Deriving some facts of the negative binomial distribution

The previous post called The Negative Binomial Distribution gives a fairly comprehensive discussion of the negative binomial distribution. In this post, we fill in some of the details that are glossed over in that previous post. We derive the following points:

  • Discuss the several versions of the negative binomial distribution.
  • The negative binomial probabilities sum to one, i.e., the negative binomial probability function is a valid one.
  • Derive the moment generating function of the negative binomial distribution.
  • Derive the first and second moments and the variance of the negative binomial distribution.
  • An observation about independent sum of negative binomial distributions.

________________________________________________________________________

Three versions

The negative binomial distribution has two parameters r and p, where r is a positive real number and 0<p<1. The first two versions arise from the case that r is a positive integer, which can be interpreted as the random experiment of a sequence of independent Bernoulli trials until the rth success (the trials have the same probability of success p). In this interpretation, there are two ways of recording the random experiment:

    X = the number of Bernoulli trials required to get the rth success.
    Y = the number of Bernoulli trials that end in failure before getting the rth success.

The other parameter p is the probability of success in each Bernoulli trial. The notation \binom{m}{n} is the binomial coefficient where m and n are non-negative integers and m \ge n is defined as:

    \displaystyle \binom{m}{n}=\frac{m!}{n! \ (m-n)!}=\frac{m(m-1) \cdots (m-(n-1))}{n!} \ \ \ \ \ \ \ \ \ \ \ \ \ \ \ \ \ \ \ \ (0)

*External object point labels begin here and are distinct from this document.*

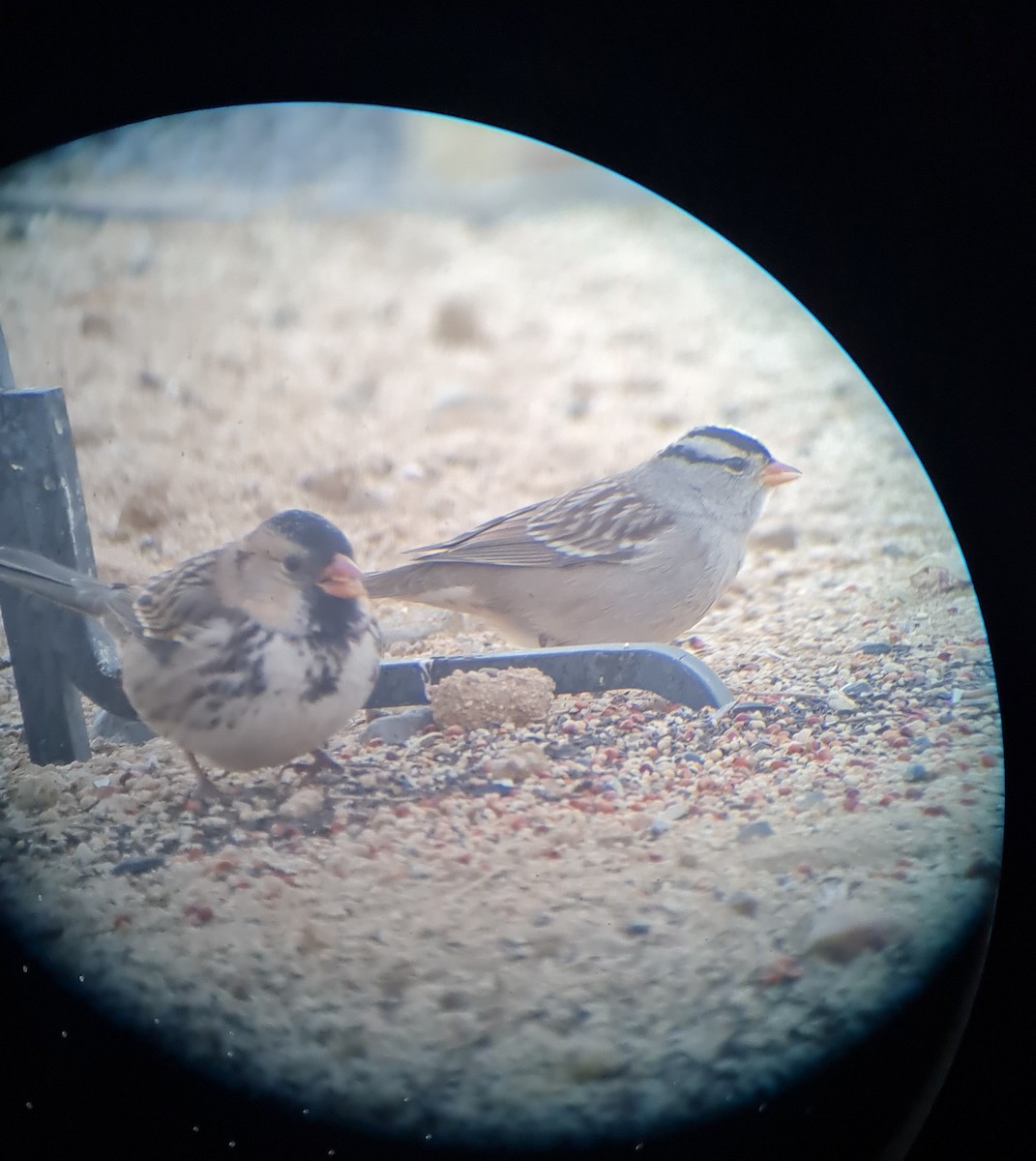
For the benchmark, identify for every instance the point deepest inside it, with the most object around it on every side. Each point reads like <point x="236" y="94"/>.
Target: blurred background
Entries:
<point x="306" y="160"/>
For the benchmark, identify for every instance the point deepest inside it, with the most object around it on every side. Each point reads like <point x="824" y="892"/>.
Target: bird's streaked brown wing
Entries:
<point x="601" y="521"/>
<point x="178" y="598"/>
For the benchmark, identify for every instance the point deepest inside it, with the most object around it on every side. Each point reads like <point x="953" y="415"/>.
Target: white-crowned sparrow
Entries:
<point x="250" y="654"/>
<point x="637" y="556"/>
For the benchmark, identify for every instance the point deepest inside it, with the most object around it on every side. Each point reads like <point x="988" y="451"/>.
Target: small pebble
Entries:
<point x="138" y="866"/>
<point x="752" y="830"/>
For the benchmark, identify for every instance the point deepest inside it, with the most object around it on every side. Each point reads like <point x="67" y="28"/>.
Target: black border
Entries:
<point x="869" y="157"/>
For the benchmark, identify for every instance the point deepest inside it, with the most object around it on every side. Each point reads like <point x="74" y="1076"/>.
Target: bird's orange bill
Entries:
<point x="777" y="473"/>
<point x="341" y="579"/>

With this in mind, the following are the probability functions of the random variables X and Y.

    \displaystyle P(X=x)= \binom{x-1}{r-1} p^r (1-p)^{x-r} \ \ \ \ \ \ \ x=r,r+1,r+2,\cdots \ \ \ \ \ \ \ (1)

    \displaystyle P(Y=y)=\binom{y+r-1}{y} p^r (1-p)^y \ \ \ \ \ \ \ y=0,1,2,\cdots \ \ \ \ \ \ \ \ \ \ \ \ \ \ \ (2)

The thought process for (1) is that for the event X=x to happen, there can only be r-1 successes in the first x-1 trials and one additional success occurring in the last trial (the xth trial). The thought process for (2) is that for the event Y=y to happen, there are y+r trials (y failures and r successes). In the first y+r-1 trials, there can be only y failures (or equivalently r-1 successes). Note that X=Y+r. Thus knowing the mean of Y will derive the mean of X, a fact we will use below.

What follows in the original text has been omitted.